Sunday, June 29

an aside: personal journals as historical documents

Handwriting matters. Try for legibility.

Use durable notebooks.

Use durable ink. Avoid media which smudge severely or in general self-destruct rapidly.

Draw pictures of things and make maps.

Record addresses and phone numbers, that is all well and good. Next to these items, put down the names they are associated with.

Try to maintain sequence and unambiguous chronology. Use fully qualified dates, clearly marked, for every entry. When you start a book, write the date on the inside front cover. When you finish it, go back and add the date of the last entry. Always have a fresh book on hand. Only start it when you're finished with the previous one.

Use full names and reference dates rather than relative terms. Record a geographical & spatial context as well as an emotional & spiritual one.

Remember that, although the context is obvious to you in the act of writing, you will have forgotten most of it in a few years' time. Resist the temptation to be cryptic, elliptical, obscure, or ambiguous. All of these properties will emerge without your encouragement.
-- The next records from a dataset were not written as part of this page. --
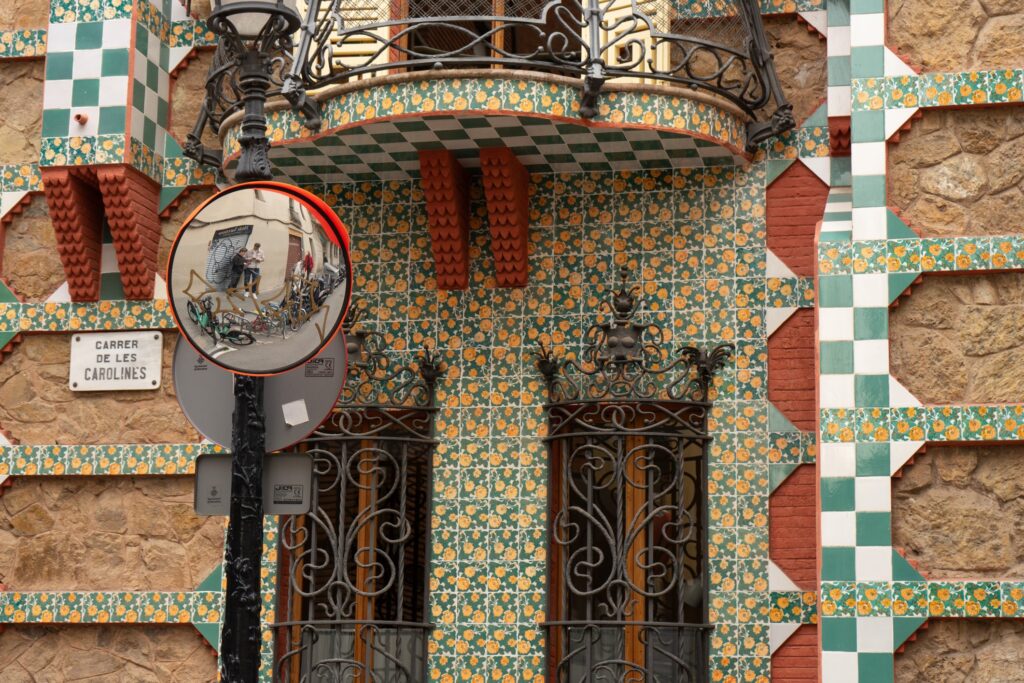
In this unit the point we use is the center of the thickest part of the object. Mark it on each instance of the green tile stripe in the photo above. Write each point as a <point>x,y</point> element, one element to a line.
<point>938,89</point>
<point>111,607</point>
<point>102,460</point>
<point>923,598</point>
<point>87,316</point>
<point>944,423</point>
<point>23,43</point>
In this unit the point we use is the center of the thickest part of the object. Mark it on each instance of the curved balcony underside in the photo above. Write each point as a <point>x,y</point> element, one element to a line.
<point>376,129</point>
<point>712,46</point>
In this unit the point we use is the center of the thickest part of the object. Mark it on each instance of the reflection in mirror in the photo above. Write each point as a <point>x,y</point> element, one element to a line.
<point>258,280</point>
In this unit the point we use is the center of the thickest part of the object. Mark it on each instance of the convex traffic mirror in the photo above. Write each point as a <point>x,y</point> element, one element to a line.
<point>259,278</point>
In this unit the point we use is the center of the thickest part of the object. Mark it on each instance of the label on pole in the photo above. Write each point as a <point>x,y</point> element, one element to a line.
<point>288,484</point>
<point>296,401</point>
<point>116,361</point>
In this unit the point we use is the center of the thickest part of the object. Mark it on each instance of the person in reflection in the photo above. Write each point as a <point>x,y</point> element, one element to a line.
<point>254,257</point>
<point>307,264</point>
<point>238,267</point>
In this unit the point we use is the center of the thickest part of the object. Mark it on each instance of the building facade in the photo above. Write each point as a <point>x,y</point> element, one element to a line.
<point>634,396</point>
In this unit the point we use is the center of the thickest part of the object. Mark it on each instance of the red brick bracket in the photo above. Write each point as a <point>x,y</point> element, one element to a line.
<point>443,182</point>
<point>132,201</point>
<point>77,213</point>
<point>506,185</point>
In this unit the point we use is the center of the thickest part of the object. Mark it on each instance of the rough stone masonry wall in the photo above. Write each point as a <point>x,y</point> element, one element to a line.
<point>956,35</point>
<point>38,408</point>
<point>961,339</point>
<point>84,532</point>
<point>958,512</point>
<point>800,61</point>
<point>31,261</point>
<point>25,14</point>
<point>961,650</point>
<point>105,534</point>
<point>961,172</point>
<point>22,103</point>
<point>105,654</point>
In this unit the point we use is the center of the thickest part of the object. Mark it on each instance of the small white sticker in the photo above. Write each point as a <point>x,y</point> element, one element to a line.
<point>295,413</point>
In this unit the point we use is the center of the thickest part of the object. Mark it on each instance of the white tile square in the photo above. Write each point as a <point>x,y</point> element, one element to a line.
<point>108,258</point>
<point>875,634</point>
<point>839,528</point>
<point>114,91</point>
<point>895,66</point>
<point>839,668</point>
<point>870,290</point>
<point>867,30</point>
<point>56,94</point>
<point>837,391</point>
<point>873,563</point>
<point>869,223</point>
<point>151,101</point>
<point>117,34</point>
<point>60,37</point>
<point>867,158</point>
<point>838,460</point>
<point>839,99</point>
<point>87,63</point>
<point>870,356</point>
<point>839,41</point>
<point>872,494</point>
<point>835,324</point>
<point>137,122</point>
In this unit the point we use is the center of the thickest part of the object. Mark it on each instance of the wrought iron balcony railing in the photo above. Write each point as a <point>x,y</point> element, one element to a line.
<point>715,46</point>
<point>718,46</point>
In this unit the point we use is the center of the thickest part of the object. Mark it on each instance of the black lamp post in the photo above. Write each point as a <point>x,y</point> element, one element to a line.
<point>251,33</point>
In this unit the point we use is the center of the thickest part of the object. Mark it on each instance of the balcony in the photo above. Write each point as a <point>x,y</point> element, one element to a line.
<point>568,85</point>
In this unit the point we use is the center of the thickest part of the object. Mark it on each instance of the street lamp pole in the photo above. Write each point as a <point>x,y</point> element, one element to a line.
<point>249,30</point>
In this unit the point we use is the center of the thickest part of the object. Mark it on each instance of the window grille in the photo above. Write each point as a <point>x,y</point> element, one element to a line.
<point>353,572</point>
<point>629,440</point>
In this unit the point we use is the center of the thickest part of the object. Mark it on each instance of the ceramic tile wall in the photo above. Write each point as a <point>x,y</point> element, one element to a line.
<point>871,600</point>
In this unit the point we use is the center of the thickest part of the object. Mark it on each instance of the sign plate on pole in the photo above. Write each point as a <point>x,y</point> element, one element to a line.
<point>116,360</point>
<point>288,484</point>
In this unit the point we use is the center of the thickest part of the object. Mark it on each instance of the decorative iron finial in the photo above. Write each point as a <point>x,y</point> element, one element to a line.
<point>624,358</point>
<point>376,376</point>
<point>431,367</point>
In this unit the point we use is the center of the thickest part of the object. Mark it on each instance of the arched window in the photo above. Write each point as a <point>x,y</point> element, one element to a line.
<point>628,441</point>
<point>352,600</point>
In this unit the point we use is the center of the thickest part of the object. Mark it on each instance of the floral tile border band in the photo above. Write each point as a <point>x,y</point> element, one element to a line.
<point>102,460</point>
<point>111,607</point>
Make peace with the fact that any kind of journal you're likely to read over is already incriminating evidence. If important things happen, put them in. If you kissed someone, if you slept with someone, if you met someone you wanted to sleep with: Five years from now there is every chance that you will care about these facts and their shape and find in your record only a space where you can discern that something must have happened.